British Scholars to Speak at Beall-Russell Lectures Oct. 11-12

October 5, 1999

Two acclaimed British scholars, the husband-and-wife team of Dr. David N. Cannadine and Dr. Linda J. Colley, will headline the annual Beall-Russell Humanities Festival Oct. 11-12 at Baylor University.
Cannadine, director of the Institute of Historical Research and professor of history at the University of London, will speak on "The Palace of Westminster as the Palace of Varieties," Monday, Oct. 11, while Colley, professor of history at the prestigious London School of Economics, will focus on "Britain and Europe: Past and Future" during her lecture Tuesday, Oct. 12. Both lectures will begin at 4 p.m. in the Jones Theater at the Hooper-Schaefer Fine Arts Center.
A graduate of Cambridge, Oxford and Princeton universities, Cannadine has been a Fellow of St.
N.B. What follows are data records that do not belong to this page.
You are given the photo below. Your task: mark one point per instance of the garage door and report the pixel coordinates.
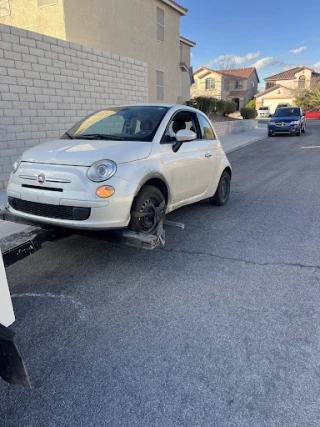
(273, 103)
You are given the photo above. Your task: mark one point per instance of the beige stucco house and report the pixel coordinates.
(237, 84)
(281, 88)
(146, 30)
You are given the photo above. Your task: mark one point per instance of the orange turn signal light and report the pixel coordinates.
(105, 191)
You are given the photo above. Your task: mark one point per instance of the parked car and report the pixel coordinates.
(264, 112)
(118, 163)
(313, 114)
(283, 106)
(287, 120)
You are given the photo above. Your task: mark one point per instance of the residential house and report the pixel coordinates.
(281, 88)
(146, 30)
(237, 84)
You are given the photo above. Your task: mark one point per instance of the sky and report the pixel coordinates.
(273, 36)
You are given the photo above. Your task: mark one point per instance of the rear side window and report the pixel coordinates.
(205, 128)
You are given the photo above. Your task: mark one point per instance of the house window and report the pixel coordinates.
(4, 8)
(302, 82)
(160, 85)
(43, 3)
(160, 24)
(210, 83)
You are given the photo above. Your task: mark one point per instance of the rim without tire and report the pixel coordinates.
(221, 196)
(146, 203)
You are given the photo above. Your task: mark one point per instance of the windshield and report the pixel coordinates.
(120, 123)
(287, 112)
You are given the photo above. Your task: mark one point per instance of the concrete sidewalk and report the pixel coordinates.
(230, 143)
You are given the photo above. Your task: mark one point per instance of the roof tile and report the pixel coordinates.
(288, 74)
(178, 5)
(234, 93)
(243, 73)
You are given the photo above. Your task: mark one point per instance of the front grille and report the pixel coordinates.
(282, 124)
(36, 187)
(50, 211)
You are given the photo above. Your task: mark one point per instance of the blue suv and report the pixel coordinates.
(290, 120)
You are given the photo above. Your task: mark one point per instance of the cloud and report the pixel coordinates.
(299, 50)
(266, 62)
(286, 67)
(230, 59)
(316, 67)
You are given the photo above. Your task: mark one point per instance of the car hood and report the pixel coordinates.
(86, 152)
(284, 119)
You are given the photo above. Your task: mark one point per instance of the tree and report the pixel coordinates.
(252, 103)
(309, 99)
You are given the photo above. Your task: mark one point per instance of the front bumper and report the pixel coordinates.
(288, 129)
(70, 204)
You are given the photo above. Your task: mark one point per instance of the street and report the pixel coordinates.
(219, 328)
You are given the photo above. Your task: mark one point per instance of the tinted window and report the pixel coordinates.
(182, 120)
(287, 112)
(205, 128)
(127, 123)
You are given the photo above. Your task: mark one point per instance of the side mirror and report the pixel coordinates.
(183, 135)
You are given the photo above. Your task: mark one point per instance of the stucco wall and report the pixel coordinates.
(200, 85)
(130, 29)
(47, 85)
(185, 78)
(47, 20)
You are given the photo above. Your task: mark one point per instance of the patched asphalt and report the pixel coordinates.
(220, 328)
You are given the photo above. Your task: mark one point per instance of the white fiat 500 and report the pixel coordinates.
(118, 163)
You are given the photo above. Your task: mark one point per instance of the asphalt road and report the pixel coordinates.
(219, 328)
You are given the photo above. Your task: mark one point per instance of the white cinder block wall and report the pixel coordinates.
(47, 85)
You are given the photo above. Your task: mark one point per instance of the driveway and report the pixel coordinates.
(219, 328)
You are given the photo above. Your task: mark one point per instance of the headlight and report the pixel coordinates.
(16, 165)
(102, 170)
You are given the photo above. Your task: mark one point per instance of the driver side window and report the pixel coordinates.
(182, 120)
(206, 129)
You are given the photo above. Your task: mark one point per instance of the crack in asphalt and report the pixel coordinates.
(280, 264)
(80, 308)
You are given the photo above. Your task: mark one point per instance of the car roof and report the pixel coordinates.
(174, 107)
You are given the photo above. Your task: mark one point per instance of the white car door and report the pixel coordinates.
(188, 171)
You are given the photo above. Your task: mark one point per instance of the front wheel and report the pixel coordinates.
(221, 196)
(150, 203)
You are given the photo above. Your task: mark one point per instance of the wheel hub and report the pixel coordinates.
(147, 221)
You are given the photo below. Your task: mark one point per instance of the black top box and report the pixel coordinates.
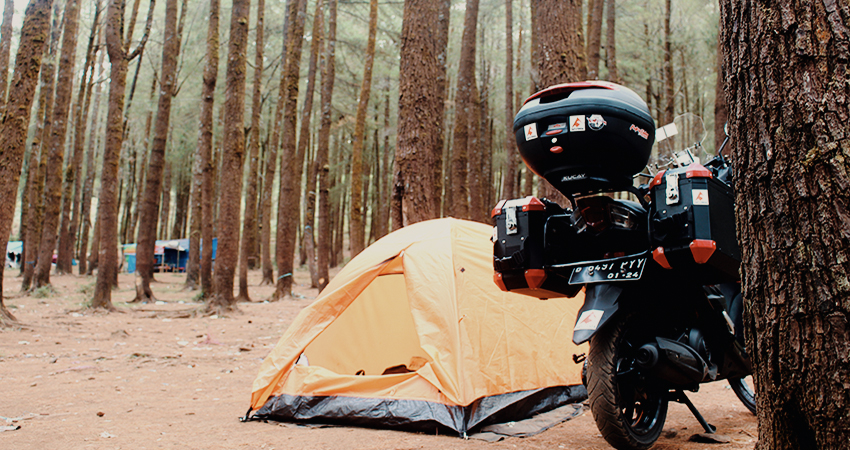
(585, 137)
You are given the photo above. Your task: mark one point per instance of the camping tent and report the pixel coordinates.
(414, 333)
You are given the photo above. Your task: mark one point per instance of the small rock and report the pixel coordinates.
(711, 438)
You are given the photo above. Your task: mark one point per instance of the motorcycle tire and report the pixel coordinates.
(744, 393)
(629, 412)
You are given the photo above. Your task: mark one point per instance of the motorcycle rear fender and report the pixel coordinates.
(600, 304)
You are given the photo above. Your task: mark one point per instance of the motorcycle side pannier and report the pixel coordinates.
(585, 137)
(519, 256)
(692, 225)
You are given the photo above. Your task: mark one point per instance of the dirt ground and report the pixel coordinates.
(145, 378)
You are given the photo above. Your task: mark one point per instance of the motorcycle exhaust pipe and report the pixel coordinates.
(672, 361)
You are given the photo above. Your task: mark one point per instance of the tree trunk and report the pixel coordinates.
(595, 10)
(56, 145)
(421, 110)
(788, 103)
(249, 225)
(611, 41)
(669, 87)
(106, 227)
(290, 166)
(5, 49)
(303, 140)
(148, 220)
(233, 152)
(71, 185)
(356, 230)
(464, 108)
(13, 129)
(561, 55)
(328, 75)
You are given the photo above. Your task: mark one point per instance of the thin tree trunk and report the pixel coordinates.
(611, 41)
(148, 219)
(56, 145)
(355, 235)
(325, 225)
(106, 227)
(459, 201)
(790, 118)
(421, 115)
(233, 153)
(249, 224)
(290, 166)
(13, 130)
(595, 10)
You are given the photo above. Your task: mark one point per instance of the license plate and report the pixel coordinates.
(620, 269)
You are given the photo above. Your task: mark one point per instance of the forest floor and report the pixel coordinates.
(71, 378)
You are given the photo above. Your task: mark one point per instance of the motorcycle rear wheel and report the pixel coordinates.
(744, 393)
(629, 412)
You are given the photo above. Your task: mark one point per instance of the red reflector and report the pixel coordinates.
(696, 170)
(535, 278)
(702, 249)
(657, 180)
(660, 258)
(497, 278)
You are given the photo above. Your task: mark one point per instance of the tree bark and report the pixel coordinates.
(421, 115)
(106, 227)
(595, 10)
(356, 230)
(56, 145)
(233, 153)
(290, 166)
(611, 41)
(249, 225)
(787, 88)
(148, 220)
(325, 227)
(13, 128)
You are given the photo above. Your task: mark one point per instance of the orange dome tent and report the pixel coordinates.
(414, 333)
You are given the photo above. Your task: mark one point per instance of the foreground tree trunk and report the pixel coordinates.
(418, 185)
(13, 128)
(249, 235)
(290, 166)
(56, 145)
(148, 219)
(232, 161)
(106, 227)
(791, 121)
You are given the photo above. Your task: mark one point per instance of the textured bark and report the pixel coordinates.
(290, 166)
(148, 220)
(304, 137)
(13, 128)
(356, 223)
(325, 234)
(233, 152)
(105, 245)
(511, 153)
(56, 145)
(71, 186)
(560, 53)
(611, 41)
(421, 115)
(595, 10)
(458, 199)
(249, 227)
(788, 100)
(205, 146)
(5, 49)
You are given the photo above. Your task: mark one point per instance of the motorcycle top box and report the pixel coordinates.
(585, 137)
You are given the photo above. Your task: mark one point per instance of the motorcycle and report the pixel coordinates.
(658, 262)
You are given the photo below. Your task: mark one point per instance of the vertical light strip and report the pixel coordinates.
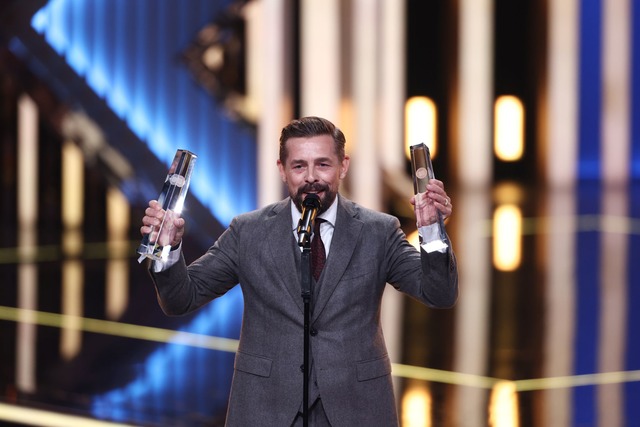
(72, 269)
(365, 169)
(117, 273)
(392, 84)
(476, 88)
(268, 46)
(507, 237)
(613, 314)
(560, 297)
(472, 312)
(616, 114)
(320, 58)
(391, 60)
(509, 128)
(27, 242)
(421, 122)
(417, 406)
(562, 149)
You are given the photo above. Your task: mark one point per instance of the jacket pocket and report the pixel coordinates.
(370, 369)
(251, 364)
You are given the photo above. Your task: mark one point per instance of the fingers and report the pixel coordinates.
(441, 200)
(172, 230)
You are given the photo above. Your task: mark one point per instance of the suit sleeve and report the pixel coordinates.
(181, 289)
(431, 278)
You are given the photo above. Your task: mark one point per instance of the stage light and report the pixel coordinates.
(417, 407)
(420, 115)
(509, 128)
(507, 237)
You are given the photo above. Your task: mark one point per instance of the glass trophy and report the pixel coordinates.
(171, 199)
(422, 172)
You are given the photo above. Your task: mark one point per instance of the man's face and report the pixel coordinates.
(312, 166)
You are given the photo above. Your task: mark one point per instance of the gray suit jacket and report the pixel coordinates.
(351, 364)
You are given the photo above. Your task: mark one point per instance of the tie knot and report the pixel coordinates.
(318, 254)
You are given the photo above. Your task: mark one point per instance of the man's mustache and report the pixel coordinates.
(311, 188)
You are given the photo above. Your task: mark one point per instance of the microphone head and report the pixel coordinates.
(311, 201)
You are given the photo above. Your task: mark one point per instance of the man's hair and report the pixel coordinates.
(307, 127)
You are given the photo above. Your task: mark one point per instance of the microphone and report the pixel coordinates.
(310, 206)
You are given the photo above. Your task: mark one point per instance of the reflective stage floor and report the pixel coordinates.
(544, 333)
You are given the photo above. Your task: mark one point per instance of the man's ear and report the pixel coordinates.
(283, 176)
(344, 167)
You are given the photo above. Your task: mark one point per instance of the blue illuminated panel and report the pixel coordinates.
(129, 53)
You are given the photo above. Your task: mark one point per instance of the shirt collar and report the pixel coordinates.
(329, 215)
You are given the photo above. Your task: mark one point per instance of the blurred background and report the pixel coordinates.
(531, 110)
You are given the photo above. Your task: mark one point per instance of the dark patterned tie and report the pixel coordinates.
(318, 254)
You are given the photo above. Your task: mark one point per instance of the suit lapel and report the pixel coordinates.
(284, 254)
(345, 238)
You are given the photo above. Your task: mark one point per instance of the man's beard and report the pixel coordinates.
(329, 196)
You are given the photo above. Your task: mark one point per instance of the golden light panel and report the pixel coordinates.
(417, 407)
(507, 237)
(509, 128)
(420, 118)
(503, 405)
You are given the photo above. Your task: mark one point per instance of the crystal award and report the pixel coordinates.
(422, 172)
(171, 199)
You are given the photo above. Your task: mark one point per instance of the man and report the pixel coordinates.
(350, 382)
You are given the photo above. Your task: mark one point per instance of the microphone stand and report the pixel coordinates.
(305, 283)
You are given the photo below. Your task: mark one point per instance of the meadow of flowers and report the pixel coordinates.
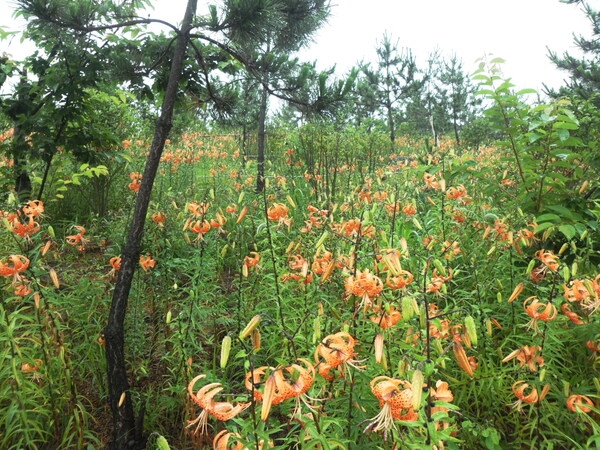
(362, 300)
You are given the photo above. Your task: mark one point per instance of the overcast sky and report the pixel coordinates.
(519, 31)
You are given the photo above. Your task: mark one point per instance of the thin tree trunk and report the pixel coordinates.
(260, 158)
(124, 433)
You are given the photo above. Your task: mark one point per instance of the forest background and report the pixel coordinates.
(403, 256)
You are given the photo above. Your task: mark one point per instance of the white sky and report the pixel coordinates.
(518, 31)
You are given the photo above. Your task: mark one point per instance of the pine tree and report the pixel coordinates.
(584, 71)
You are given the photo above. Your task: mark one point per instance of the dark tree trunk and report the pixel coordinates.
(124, 433)
(260, 158)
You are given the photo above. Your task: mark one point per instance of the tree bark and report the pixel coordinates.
(260, 157)
(124, 433)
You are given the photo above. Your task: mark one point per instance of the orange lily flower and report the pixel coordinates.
(388, 318)
(577, 292)
(594, 347)
(409, 209)
(364, 284)
(159, 218)
(77, 239)
(396, 402)
(431, 181)
(34, 208)
(147, 262)
(204, 398)
(200, 227)
(580, 403)
(283, 383)
(335, 351)
(321, 263)
(437, 281)
(573, 316)
(456, 192)
(198, 209)
(549, 259)
(135, 184)
(519, 388)
(252, 259)
(539, 311)
(16, 265)
(23, 290)
(115, 263)
(278, 213)
(25, 230)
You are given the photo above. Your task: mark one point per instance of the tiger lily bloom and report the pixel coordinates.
(34, 208)
(388, 318)
(336, 351)
(221, 441)
(159, 218)
(77, 239)
(576, 292)
(16, 265)
(539, 311)
(580, 403)
(135, 184)
(549, 259)
(455, 192)
(24, 230)
(529, 355)
(364, 285)
(573, 316)
(147, 262)
(283, 383)
(204, 398)
(115, 263)
(278, 212)
(533, 397)
(399, 281)
(198, 209)
(396, 402)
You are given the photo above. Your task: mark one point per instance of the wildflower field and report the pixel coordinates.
(433, 297)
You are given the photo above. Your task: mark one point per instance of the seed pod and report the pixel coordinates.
(417, 224)
(563, 248)
(225, 351)
(162, 444)
(256, 339)
(243, 213)
(254, 322)
(378, 348)
(471, 329)
(408, 310)
(530, 266)
(322, 239)
(439, 266)
(290, 201)
(417, 388)
(516, 292)
(461, 358)
(46, 247)
(54, 278)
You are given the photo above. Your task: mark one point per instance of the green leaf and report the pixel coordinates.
(548, 218)
(568, 231)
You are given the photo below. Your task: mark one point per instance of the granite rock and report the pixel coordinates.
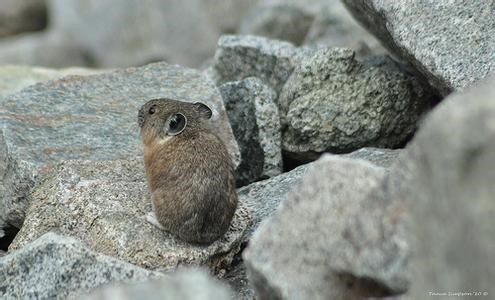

John's College at Cambridge as well as a Visiting Scholar; a Visiting Professor at Birdbeck College at the University of London; a Visiting Fellow at the Whitney Humanities Center at Yale University; and from 1992-1998, the Moore Collegiate Professor of History at Columbia University .
He is the author, co-author and editor of numerous books including Lords and Landlords: The Aristocracy of the Towns, 1774; Patricians, Power and Politics in Nineteenth-Century Towns; and The Decline and Fall of the British Aristocracy, which won him the Lionel Trilling Prize. He also regularly appears on television and radio in the United Kingdom.
Colley received her bachelor's degree from Bristol University and her master's degree and doctorate from Cambridge University. She was a Eugenie Strong Research Fellow at Girton College, Newnham College and Christ's College, Cambridge. In 1982, she became an assistant
professor at Yale University, and in 1992 was named Yale's Richard M. Colgate Professor of History, where she served until 1998.
Colley's publications include In Defiance of Oligarchy: The Tory Party 1714-60; Crown Pictorial: Art and the British Monarchy; and Britons: Forging the Nation 1707-1837, for which she won the Wolfson Prize. She also has written numerous articles and reviews for American and United Kingdom journals.
The Beall-Russell lectureship program annually brings leading figures in humanities to the Baylor campus. It was endowed in 1982 by Mrs. Virginia Beall Ball of Muncie, Ind., to honor her mother, DeLouise McClelland Beall, and Lily Russell, former dean of women at Baylor.